Proving Brouwer’s fixed point theorem in $\mathbb{R}$

fixed-point-theoremsreal-analysis

Brouwer's fixed point theorem says that any continuous function $f$ mapping a compact convex set $\mathbb{\Omega}$ to itself has a fixed point. The other day I was reading a piece in a pop-sci magazine, which asked to prove the theorem in $\mathbb{R}$. I got this: could you please confirm if it's correct, and in case it's not, help me find a valid proof? Also, if you have a more elegant proof, I'd love to hear about it. Thanks!

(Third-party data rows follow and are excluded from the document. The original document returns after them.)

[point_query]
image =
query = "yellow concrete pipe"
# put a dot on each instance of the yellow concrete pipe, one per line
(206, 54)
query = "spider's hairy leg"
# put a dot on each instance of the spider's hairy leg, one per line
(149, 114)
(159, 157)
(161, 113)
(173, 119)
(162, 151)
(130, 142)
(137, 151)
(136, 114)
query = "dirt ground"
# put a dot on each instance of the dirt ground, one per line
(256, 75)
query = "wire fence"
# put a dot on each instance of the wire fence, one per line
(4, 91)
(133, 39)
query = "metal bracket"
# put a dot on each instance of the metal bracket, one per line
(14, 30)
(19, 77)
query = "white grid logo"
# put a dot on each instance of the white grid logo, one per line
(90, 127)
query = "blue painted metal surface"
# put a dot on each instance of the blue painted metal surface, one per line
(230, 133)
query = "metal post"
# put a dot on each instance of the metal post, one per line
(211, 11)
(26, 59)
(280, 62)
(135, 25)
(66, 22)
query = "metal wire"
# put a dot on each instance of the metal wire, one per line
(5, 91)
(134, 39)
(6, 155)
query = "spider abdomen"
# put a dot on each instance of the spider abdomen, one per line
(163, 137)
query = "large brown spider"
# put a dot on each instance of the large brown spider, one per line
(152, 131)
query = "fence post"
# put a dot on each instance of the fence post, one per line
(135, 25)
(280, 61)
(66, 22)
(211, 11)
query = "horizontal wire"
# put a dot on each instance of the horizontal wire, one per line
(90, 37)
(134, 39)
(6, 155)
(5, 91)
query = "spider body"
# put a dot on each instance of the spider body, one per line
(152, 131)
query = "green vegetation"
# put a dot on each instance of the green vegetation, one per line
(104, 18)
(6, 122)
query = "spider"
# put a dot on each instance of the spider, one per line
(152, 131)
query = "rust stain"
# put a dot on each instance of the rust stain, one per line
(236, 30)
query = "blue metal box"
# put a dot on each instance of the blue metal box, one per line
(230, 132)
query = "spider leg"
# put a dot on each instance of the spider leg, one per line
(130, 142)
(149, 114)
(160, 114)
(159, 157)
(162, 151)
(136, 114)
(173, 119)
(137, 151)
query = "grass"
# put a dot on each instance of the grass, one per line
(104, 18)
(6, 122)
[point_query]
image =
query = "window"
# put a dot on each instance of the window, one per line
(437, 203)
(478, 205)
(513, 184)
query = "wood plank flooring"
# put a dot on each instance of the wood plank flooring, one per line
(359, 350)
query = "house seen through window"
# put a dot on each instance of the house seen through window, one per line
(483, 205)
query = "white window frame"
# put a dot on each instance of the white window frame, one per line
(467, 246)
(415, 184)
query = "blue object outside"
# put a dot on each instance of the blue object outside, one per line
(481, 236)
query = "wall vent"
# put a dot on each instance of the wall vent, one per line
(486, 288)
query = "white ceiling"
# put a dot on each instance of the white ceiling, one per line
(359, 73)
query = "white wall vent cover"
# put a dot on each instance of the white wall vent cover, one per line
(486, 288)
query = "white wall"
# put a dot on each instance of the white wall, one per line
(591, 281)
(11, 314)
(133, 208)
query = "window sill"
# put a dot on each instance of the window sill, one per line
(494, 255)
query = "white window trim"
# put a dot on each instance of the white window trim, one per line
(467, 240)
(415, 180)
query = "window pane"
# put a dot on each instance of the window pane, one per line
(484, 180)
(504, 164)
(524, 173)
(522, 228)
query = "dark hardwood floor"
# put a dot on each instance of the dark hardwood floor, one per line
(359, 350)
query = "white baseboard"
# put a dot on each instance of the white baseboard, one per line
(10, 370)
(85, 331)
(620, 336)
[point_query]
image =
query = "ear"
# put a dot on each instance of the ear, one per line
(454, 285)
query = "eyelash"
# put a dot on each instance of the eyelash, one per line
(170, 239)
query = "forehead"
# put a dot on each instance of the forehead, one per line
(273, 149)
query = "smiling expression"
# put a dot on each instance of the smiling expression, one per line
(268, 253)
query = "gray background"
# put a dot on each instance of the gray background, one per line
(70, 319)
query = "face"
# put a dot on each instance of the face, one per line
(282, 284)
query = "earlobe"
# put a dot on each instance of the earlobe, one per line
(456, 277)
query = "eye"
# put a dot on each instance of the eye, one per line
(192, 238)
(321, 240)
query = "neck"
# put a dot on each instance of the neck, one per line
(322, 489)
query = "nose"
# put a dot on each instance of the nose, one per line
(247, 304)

A compact convex set in $\mathbb{R}$ is a closed interval, so I need to prove this for $\mathbb{\Omega}=[a,b]$. Now, let's consider $g(x)=f(x)-x$, which is also continuous. We assume $g(a)\cdot g(b)\neq0$, otherwise we already found a fixed point. Of course, we must have $g(a)>0$, otherwise we would have $f(a)<a$ which contradicts the hypothesis that $f$ maps $[a,b]$ into itself. Similarly, we must have $g(b)<0$. Since $g(a)\cdot g(b)<0$, then by Bolzano's theorem there is at least one $x_0\in[a,b]$ such that $g(x_0)=0\implies f(x_0)=x_0\ \square$

Best Answer

Yes, your proof is correct.

It is a standard proof. It is the one in the wikipedia article.